Toxicity Detection for Free

Zhanhao Hu,Julien Piet,Geng Zhao,Jiantao Jiao,David Wagner
2024-05-29
Abstract:Current LLMs are generally aligned to follow safety requirements and tend to refuse toxic prompts. However, LLMs can fail to refuse toxic prompts or be overcautious and refuse benign examples. In addition, state-of-the-art toxicity detectors have low TPRs at low FPR, incurring high costs in real-world applications where toxic examples are rare. In this paper, we explore Moderation Using LLM Introspection (MULI), which detects toxic prompts using the information extracted directly from LLMs themselves. We found significant gaps between benign and toxic prompts in the distribution of alternative refusal responses and in the distribution of the first response token's logits. These gaps can be used to detect toxicities: We show that a toy model based on the logits of specific starting tokens gets reliable performance, while requiring no training or additional computational cost. We build a more robust detector using a sparse logistic regression model on the first response token logits, which greatly exceeds SOTA detectors under multiple metrics.
Computation and Language
What problem does this paper attempt to address?

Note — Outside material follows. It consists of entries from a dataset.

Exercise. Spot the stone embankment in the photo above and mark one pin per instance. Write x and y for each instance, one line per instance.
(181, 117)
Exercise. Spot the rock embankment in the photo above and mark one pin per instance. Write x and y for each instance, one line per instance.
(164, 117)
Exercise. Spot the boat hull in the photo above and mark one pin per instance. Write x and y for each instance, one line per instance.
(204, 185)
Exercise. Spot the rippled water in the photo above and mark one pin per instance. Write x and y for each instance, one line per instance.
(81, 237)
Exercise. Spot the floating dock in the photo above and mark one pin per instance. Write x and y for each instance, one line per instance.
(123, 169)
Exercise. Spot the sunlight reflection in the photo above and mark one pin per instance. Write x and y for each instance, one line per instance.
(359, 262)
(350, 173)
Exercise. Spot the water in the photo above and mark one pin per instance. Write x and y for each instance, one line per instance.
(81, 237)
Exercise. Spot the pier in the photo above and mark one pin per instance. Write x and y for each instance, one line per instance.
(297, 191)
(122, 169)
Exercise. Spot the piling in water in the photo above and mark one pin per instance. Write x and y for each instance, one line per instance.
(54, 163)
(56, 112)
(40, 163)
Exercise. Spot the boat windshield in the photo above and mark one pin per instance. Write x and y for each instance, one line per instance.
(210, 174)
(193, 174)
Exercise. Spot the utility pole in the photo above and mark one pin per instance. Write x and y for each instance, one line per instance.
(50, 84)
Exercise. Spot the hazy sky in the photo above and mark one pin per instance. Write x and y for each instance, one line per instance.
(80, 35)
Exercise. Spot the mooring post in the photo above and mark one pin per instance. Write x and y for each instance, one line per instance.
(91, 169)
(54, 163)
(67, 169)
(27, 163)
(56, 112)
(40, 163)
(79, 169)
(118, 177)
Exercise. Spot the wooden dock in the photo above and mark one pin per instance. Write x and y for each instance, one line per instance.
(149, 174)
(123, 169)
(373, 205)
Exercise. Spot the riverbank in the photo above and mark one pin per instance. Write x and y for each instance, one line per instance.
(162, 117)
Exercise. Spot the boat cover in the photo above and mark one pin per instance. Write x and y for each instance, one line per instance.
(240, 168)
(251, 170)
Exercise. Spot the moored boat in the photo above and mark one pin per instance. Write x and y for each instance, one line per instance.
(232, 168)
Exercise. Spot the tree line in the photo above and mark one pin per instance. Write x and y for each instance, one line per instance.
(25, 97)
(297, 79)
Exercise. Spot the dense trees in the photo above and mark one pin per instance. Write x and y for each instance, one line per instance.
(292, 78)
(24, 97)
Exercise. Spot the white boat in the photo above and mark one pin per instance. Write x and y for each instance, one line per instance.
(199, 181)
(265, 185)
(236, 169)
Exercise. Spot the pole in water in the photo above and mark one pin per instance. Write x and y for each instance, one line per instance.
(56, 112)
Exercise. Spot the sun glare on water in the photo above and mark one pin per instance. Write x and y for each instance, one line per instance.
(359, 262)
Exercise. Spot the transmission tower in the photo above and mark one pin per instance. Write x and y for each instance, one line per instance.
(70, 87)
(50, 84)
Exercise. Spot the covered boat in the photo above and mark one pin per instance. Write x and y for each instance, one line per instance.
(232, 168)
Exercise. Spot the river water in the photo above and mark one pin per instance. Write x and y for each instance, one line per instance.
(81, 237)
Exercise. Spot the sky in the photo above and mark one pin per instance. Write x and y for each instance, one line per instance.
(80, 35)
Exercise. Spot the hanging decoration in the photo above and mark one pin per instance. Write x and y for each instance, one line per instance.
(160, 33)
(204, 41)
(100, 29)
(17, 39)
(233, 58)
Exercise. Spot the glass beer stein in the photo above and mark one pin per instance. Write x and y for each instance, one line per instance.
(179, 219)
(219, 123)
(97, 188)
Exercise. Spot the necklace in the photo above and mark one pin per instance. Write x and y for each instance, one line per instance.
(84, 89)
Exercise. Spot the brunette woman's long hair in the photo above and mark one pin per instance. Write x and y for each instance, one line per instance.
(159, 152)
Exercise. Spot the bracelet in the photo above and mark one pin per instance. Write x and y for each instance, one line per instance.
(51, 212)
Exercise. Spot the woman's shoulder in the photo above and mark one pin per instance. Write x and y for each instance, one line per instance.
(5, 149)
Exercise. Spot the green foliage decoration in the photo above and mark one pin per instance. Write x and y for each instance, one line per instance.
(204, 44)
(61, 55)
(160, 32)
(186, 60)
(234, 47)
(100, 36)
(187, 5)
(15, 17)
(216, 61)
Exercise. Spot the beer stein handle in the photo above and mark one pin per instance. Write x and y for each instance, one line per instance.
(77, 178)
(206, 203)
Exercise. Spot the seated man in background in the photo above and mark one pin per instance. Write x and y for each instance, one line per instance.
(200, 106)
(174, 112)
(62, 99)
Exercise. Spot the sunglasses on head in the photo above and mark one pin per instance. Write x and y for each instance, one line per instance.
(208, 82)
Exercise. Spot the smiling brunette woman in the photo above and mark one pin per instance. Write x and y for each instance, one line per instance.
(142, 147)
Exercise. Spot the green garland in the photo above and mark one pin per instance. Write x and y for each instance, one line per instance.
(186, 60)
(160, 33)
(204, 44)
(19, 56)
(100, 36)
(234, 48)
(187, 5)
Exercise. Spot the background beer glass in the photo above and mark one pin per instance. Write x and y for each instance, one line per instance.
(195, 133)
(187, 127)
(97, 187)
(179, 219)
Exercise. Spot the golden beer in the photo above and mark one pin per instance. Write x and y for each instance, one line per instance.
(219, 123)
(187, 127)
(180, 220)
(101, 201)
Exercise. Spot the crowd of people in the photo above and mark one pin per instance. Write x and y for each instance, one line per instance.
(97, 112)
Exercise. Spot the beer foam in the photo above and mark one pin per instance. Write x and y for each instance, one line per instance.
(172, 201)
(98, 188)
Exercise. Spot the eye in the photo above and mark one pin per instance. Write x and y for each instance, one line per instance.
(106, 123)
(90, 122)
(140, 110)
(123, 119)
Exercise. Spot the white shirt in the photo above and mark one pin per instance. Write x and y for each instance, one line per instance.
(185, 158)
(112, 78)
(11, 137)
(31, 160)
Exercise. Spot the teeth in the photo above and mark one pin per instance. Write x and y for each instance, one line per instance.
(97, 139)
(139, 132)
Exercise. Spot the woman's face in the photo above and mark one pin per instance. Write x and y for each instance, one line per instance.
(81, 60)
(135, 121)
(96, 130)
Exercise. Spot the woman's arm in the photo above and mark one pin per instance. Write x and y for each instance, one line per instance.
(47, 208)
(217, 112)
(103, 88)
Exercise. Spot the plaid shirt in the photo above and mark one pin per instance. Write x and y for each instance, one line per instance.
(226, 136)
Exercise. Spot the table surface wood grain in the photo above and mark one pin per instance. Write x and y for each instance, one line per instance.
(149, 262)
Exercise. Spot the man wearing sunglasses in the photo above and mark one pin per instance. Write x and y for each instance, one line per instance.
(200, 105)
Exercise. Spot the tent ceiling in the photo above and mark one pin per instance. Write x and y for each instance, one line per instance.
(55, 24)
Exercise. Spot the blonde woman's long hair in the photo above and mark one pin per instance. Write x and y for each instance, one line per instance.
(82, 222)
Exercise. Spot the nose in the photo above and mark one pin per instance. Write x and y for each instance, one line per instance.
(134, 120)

The paper aims to address the detection issues that large language models (LLMs) face when confronted with toxic prompts. Although current LLMs are adjusted to follow safety requirements and tend to reject toxic prompts, they sometimes become overly cautious and reject benign prompts or fail to correctly identify toxic content. Additionally, existing state-of-the-art toxicity detectors have a low true positive rate (TPR) at a low false positive rate (FPR), which can lead to high costs in practical applications because toxic samples are relatively rare. The paper proposes a method called Modulating Using LLM Introspection (MULI), which detects toxic prompts by directly extracting information from the LLM itself. Specifically, the researchers found significant differences between toxic and non-toxic prompts in the distribution of alternative refusal responses and the logits distribution of the first response token. These differences can be used to detect toxicity, and a simple model based on specific initial token logits can achieve reliable performance without additional training or computational costs. Furthermore, they constructed a sparse logistic regression model based on the logits of the first response token, which significantly outperformed existing state-of-the-art detectors across multiple metrics. This method not only improves detection performance but also eliminates additional costs.